Amazon (NASDAQ: AMZN) is reportedly in talks with bankrupt J.C. Penney (NYSE: JCP) in a deal that would boost the online retailer’s clothing business, according to Women’s Wear Daily.
Shares in J.C. Penney plunged another 23% to $0.18 before being halted on Monday. The report comes after the US clothing and home department store filed for bankruptcy protection proceedings on Friday.
However, the acquisition of a 118-year-old Plano-based company retailer by Amazon wouldn’t be costly due to its bankrupt status, the depressed stock price, and high debt level.
“There is an Amazon team in Plano. There is a dialogue and I’m told it has a lot to do with Amazon eager to expand its apparel business — for sure,” reported Women’s Wear Daily on Monday.
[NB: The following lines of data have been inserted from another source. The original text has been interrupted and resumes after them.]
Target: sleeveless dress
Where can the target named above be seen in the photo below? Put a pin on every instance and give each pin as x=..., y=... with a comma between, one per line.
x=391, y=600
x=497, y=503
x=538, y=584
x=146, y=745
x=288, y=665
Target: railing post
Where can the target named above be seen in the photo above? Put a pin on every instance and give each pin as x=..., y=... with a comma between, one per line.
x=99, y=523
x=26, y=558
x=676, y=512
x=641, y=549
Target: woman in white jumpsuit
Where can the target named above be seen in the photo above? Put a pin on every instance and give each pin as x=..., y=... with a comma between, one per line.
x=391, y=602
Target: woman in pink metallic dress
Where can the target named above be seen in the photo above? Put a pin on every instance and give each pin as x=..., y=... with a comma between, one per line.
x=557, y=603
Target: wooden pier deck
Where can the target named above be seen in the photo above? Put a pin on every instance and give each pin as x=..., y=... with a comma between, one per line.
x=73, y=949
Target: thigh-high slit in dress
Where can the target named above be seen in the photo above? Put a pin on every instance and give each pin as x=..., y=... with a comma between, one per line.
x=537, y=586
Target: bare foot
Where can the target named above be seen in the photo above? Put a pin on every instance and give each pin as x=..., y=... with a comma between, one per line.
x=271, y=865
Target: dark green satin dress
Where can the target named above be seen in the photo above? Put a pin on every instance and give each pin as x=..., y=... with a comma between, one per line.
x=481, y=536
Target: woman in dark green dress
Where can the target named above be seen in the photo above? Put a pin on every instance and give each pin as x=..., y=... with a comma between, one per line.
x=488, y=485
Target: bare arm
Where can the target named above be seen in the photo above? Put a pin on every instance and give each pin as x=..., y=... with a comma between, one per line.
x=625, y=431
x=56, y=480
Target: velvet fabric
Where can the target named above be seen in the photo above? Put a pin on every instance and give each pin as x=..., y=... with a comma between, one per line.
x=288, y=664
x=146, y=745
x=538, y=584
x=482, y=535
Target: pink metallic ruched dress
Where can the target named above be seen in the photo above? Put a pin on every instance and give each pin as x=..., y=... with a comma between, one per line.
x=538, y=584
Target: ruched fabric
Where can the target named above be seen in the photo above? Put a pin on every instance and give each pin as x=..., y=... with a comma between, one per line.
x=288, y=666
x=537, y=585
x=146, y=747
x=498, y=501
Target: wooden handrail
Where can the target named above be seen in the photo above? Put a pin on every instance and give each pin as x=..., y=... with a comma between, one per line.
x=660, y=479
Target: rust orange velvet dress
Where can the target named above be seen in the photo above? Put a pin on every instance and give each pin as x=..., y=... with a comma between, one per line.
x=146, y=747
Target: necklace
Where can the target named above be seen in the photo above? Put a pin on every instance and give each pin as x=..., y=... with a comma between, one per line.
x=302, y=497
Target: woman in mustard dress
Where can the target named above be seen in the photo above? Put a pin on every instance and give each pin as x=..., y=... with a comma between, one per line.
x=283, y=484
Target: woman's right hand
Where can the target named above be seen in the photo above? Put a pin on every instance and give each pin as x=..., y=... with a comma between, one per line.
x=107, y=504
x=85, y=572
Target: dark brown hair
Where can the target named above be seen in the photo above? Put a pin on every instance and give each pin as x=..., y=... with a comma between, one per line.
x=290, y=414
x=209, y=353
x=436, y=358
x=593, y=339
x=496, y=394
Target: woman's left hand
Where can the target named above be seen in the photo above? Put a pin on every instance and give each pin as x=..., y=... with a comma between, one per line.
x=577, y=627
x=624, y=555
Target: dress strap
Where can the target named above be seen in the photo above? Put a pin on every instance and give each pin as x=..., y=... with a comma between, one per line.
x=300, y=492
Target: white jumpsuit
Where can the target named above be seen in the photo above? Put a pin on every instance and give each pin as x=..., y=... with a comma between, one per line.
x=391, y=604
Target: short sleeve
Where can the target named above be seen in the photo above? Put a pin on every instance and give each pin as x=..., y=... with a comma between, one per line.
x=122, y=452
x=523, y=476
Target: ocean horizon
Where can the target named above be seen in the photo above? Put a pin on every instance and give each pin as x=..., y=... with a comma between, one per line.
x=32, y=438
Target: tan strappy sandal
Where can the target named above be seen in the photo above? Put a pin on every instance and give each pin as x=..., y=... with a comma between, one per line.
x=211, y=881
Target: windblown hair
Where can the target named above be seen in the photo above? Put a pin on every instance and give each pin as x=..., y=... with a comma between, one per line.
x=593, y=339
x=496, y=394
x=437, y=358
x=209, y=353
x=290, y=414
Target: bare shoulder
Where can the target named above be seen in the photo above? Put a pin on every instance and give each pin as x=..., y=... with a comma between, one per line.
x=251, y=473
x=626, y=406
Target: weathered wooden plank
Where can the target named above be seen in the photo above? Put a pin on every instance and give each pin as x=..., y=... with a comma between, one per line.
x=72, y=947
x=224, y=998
The potential acquisition of the apparel chain is in line with Amazon’s strategy of expanding its retail footprint across the US, with the Big Tech giant interested in all or part of the business. However, reports also suggest that the world’s largest online retailer could convert J.C. Penney stores to its own high-tech retail format.
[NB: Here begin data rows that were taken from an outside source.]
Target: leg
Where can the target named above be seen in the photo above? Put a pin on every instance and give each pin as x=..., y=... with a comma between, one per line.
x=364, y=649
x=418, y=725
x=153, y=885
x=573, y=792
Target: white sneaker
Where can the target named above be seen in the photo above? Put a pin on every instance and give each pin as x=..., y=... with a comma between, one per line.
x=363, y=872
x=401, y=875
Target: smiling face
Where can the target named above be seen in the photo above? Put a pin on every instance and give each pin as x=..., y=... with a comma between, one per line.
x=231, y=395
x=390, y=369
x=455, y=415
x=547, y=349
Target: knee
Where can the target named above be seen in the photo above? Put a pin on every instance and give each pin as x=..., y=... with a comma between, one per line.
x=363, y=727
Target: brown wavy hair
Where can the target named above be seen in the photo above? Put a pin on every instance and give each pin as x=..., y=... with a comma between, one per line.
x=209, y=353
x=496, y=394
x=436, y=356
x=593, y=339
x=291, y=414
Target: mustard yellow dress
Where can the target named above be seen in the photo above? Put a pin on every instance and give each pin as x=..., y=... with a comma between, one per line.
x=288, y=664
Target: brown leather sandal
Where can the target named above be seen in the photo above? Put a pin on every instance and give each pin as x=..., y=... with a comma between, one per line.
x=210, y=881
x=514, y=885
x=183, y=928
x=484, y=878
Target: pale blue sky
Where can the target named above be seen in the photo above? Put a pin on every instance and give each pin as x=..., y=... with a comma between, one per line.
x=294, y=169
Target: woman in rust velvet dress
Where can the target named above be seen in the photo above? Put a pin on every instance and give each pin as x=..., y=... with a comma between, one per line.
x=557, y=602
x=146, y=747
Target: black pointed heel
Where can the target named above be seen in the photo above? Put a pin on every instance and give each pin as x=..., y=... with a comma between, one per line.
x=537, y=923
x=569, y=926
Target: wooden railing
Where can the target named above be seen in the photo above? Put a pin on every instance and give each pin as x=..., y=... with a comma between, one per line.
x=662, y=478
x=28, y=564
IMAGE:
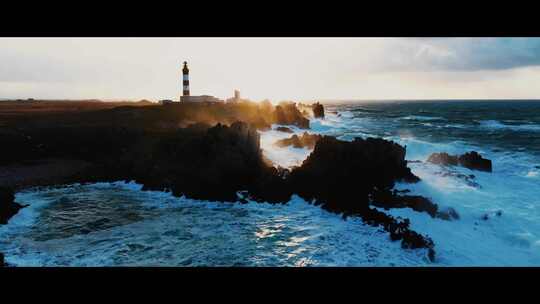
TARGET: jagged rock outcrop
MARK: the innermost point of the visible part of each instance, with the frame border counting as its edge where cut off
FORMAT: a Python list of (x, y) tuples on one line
[(318, 110), (211, 164), (471, 160), (475, 161), (342, 176), (443, 158), (286, 113), (284, 129), (390, 199), (8, 207), (305, 141)]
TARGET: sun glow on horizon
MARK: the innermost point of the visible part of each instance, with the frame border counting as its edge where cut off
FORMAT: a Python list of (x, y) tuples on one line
[(299, 69)]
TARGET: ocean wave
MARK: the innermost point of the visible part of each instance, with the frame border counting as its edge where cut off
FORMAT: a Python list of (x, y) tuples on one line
[(196, 233), (422, 118), (497, 125)]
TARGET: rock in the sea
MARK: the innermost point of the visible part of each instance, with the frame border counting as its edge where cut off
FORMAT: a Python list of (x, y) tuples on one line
[(212, 164), (443, 159), (471, 160), (318, 110), (387, 200), (341, 176), (284, 129), (448, 214), (8, 207), (475, 161), (305, 141)]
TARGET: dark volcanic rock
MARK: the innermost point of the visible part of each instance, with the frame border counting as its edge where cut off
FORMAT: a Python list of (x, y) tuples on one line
[(475, 161), (8, 207), (318, 110), (261, 124), (305, 141), (471, 160), (288, 114), (211, 165), (341, 176), (443, 159), (387, 200), (284, 129)]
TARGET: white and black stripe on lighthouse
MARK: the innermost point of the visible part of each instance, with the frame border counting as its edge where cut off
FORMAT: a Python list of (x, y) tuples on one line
[(185, 79)]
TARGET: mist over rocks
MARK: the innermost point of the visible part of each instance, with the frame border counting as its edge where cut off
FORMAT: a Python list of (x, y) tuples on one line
[(286, 113), (318, 110), (306, 140), (212, 152), (471, 160), (342, 176)]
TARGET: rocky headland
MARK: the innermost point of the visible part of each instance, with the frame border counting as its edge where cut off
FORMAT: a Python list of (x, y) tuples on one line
[(212, 152)]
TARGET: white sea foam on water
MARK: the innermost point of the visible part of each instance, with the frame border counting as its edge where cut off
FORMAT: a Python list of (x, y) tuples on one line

“This could be a new tech-driven retail model or Amazon could also convert some J.C. Penney sites into distribution centers,” Women’s Wear Daily sources say.
Amazon closed 0.88% up yesterday at $2,426.26. It is currently up 0.36% in premarket trading on Tuesday. The stock has jumped by almost 28% this year.
Last Friday, the struggling department retailer officially filed for Chapter 11 bankruptcy protection, with plans of closing 242 stores to improve its operating margins. J.C. Penney had close to 830 stores at the end of the last year.
J.C. Penney has $500m in cash on hand as of the Chapter 11 filing date, the retailer said in a Securities and Exchange Commission filing. In addition, the company received commitments for $900m in financing from its existing first lien lenders, which includes $450m of new money.
The long-struggling J.C. Penney stock is now considered among the penny stocks because its shares are trading below $1 level following the massive share price selloff in the past twelve months. The retailer was struggling well before the health crisis as the department store chain has been unprofitable over the past nine years, with its revenue falling year over year over the last four years in a row.